Data Structures & Algorithms in Java – Dynamic Programming – House Robber

Problem:

A robber goes to rob in a series of houses built next to each other. He can’t rob from two consecutive houses , this will trigger an alarm. How much maximum money can he steal ?

Input:

The array [1,2,3,1] represents money in each house starting from the first index.

Output:

Maximum amount the robber can steal without stealing in consecutive houses is 1 + 3 = 4

For the input [2,1,1,2] , the maximum money the robber can steal is 2 + 2 = 4

Try out the solution here:

https://leetcode.com/problems/house-robber/

Solution:

Hint:

  • Use dynamic programming – as you iterate the array , store the maximum the robber steal until that house in an array

ALGORITHM:

STEP1: Initialize an array which will hold the maximum money the robber can steal until that house

STEP2: For the first house , store the value of the money in that house

STEP3: If there is more than one house , store the maximum of the money in house 1 and house 2 in the second position of the output array because the robber can steal either from house 1 or house 2 but not both since they are next to each other

STEP4: For the rest of the houses , compare the maximum money that could be stolen until the previous house (stored in the output array already) and the sum of the maximum money that could be stolen until the previous to previous house and the money in the current house.

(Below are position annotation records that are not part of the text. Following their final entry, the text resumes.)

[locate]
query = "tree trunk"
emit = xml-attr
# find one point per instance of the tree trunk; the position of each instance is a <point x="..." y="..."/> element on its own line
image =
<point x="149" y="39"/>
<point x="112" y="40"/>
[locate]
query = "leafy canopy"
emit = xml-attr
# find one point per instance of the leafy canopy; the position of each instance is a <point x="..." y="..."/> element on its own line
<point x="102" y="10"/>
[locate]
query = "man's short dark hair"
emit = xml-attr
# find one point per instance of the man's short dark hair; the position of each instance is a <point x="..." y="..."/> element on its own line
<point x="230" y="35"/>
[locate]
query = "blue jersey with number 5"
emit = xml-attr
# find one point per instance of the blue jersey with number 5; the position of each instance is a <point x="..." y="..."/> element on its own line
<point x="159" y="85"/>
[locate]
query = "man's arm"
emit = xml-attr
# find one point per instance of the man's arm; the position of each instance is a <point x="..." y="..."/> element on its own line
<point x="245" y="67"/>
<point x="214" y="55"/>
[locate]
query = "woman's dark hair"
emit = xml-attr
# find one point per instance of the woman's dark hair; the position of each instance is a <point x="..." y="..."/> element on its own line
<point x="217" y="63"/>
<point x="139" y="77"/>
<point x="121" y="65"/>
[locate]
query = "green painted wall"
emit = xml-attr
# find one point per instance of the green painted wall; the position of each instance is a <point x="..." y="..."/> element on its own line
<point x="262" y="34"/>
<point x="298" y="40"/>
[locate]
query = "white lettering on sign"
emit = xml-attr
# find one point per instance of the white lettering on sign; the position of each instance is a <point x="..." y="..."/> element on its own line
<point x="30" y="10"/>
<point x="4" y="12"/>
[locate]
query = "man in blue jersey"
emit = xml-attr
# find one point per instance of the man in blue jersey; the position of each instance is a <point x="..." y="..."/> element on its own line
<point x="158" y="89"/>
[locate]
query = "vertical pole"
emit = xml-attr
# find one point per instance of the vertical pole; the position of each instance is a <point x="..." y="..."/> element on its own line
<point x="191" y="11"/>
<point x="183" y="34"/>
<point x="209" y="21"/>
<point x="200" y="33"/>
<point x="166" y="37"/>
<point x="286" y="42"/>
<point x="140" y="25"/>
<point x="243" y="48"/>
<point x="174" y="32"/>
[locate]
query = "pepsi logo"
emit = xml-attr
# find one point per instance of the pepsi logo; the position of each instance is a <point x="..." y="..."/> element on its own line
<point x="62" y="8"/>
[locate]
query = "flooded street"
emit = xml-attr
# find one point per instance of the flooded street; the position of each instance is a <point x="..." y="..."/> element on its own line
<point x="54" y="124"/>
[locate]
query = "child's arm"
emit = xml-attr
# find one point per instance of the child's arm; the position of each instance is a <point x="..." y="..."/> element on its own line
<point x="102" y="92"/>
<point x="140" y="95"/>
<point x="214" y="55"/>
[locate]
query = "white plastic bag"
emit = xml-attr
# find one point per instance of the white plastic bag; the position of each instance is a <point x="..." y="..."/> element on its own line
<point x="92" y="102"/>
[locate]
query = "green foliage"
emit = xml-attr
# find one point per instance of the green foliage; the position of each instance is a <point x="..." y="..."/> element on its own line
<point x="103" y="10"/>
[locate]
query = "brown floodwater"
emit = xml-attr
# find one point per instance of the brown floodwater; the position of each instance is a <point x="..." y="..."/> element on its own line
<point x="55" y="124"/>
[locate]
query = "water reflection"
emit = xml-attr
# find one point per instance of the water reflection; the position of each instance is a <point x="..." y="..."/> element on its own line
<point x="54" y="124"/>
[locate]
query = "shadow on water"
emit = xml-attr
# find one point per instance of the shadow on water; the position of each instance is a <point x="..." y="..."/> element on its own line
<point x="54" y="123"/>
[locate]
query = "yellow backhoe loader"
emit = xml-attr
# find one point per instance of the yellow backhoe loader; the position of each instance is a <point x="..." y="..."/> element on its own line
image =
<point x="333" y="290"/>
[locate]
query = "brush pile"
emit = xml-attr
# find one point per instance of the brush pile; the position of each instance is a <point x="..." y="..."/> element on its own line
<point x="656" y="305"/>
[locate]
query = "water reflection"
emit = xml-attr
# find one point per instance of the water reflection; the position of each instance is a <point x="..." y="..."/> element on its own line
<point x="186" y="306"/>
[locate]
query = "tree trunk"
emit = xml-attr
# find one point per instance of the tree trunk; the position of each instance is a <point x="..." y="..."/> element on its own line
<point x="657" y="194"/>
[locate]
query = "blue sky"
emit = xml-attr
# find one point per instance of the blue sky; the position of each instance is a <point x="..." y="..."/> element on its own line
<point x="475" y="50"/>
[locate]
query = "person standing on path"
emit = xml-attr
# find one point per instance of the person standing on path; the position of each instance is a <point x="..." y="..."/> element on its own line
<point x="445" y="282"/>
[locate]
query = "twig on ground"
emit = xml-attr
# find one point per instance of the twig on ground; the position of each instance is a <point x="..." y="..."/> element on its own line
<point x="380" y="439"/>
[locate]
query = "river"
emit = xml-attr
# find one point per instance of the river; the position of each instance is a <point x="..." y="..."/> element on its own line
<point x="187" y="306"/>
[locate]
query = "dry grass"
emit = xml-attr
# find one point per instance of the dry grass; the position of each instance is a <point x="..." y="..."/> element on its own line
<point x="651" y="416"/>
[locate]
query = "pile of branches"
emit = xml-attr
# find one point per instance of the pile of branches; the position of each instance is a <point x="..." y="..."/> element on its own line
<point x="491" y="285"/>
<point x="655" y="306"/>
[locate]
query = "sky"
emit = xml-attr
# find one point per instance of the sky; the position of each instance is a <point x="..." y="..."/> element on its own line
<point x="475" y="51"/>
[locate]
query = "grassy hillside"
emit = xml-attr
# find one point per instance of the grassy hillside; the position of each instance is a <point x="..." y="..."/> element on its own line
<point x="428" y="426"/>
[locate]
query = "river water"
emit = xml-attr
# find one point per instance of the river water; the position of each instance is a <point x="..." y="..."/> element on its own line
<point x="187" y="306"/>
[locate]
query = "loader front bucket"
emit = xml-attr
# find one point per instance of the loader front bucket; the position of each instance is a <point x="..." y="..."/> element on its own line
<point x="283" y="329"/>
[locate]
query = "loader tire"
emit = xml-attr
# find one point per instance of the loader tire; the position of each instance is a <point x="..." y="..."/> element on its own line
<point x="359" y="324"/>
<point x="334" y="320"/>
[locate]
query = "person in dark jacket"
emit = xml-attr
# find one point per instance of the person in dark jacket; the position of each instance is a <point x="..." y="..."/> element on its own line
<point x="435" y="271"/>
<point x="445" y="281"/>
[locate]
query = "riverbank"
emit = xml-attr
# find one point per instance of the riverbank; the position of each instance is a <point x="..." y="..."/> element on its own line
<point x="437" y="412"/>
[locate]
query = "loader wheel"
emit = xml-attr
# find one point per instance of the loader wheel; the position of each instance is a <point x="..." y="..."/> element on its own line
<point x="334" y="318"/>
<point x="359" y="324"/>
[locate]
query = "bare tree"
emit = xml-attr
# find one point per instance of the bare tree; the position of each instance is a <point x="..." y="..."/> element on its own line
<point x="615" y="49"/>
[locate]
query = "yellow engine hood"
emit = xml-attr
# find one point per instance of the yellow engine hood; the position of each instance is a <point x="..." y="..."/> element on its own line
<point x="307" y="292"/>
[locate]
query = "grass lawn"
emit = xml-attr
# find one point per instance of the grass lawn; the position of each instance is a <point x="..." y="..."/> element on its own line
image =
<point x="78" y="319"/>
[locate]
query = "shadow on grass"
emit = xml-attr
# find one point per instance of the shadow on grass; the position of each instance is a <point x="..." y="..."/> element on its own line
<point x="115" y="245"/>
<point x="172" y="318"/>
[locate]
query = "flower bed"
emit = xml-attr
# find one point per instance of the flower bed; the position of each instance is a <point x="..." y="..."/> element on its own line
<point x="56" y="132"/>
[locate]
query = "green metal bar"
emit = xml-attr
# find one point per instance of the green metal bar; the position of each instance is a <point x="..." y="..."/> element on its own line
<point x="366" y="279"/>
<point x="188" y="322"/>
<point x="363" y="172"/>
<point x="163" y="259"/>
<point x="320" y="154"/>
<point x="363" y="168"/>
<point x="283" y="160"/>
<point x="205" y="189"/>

STEP5: Return the money in the last element in the output array.

The basic logic here is :

Max money until a house = Max of ( Max money until the previous house , Max money until previous to previous house + money in current house)

Code:


class Solution {
    public int rob(int[] nums) {
        
        
        int[] dp = new int[nums.length];
        
        
        dp[0] = nums[0];
        
        if(nums.length > 1){
            
            dp[1] = Math.max(nums[0],nums[1]);
        }
        
        for(int i=2;i<nums.length;i++){
            
            
            dp[i] = Math.max(dp[i-1],dp[i-2]+nums[i]);
        }
        
        return dp[nums.length-1];
    }
}

We can avoid the code:


if(nums.length > 1){
dp[1] = Math.max(nums[0],nums[1]);
}

if we start storing the output in the output array from index 1.

That is 0th element in the input is represented by 1st element in the output and so on.

The refactored code :

class Solution {
    public int rob(int[] nums) {
        
        
        int[] dp = new int[nums.length+1];
        
        
        dp[1] = nums[0];
        
    
        for(int i=2;i<=nums.length;i++){
            
            
            dp[i] = Math.max(dp[i-1],dp[i-2]+nums[i-1]);
        }
        
        return dp[nums.length];
    }
}

Time complexity is O(n) as you make a single pass through the array.

Space complexity is O(n) for the output array.

That’s it!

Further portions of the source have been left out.